Cell cycle regulation for Eukaryotic cells
DNA replication is a tightly orchestrated process that is controlled within the context of the cell cycle. Progress through the cell cycle and in turn DNA replication is tightly regulated by the formation and the activation of Pre-Replicative Complex (pre-RC) which is achieved through the activation and inactivation of cyclin-dependent kinases (Cdks). Specifically, it is the interactions of cyclins and cyclin-dependent kinases that are responsible for the transition from G1 into S phase.

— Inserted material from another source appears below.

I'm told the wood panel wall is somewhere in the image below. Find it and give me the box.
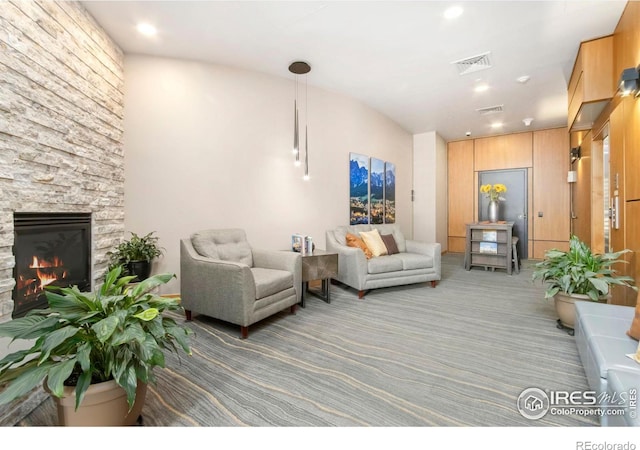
[474,132,533,172]
[530,128,570,259]
[448,128,569,259]
[571,131,592,246]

During the G1 phase of the cell cycle there are no levels of cdk activity. This low level of cdk activity allows for the formation of new pre-RC complexes but it is not sufficient for DNA replication to be initiated by the newly formed pre-RCs. During the remaining phases of the cell cycle there are elevated levels of cdk activity. This high level of cdk activity is responsible for initiating DNA replication as well as inhibiting new pre-RC complex formation. Once DNA replication has been initiated the pre-RC complex is broken down. Due to the fact that cdk levels remain high during the S phase, G2, and M phases of the cell cycle no jet pre-RC complexes can be formed. This all helps to ensure that no initiation can occur until the cell division is complete.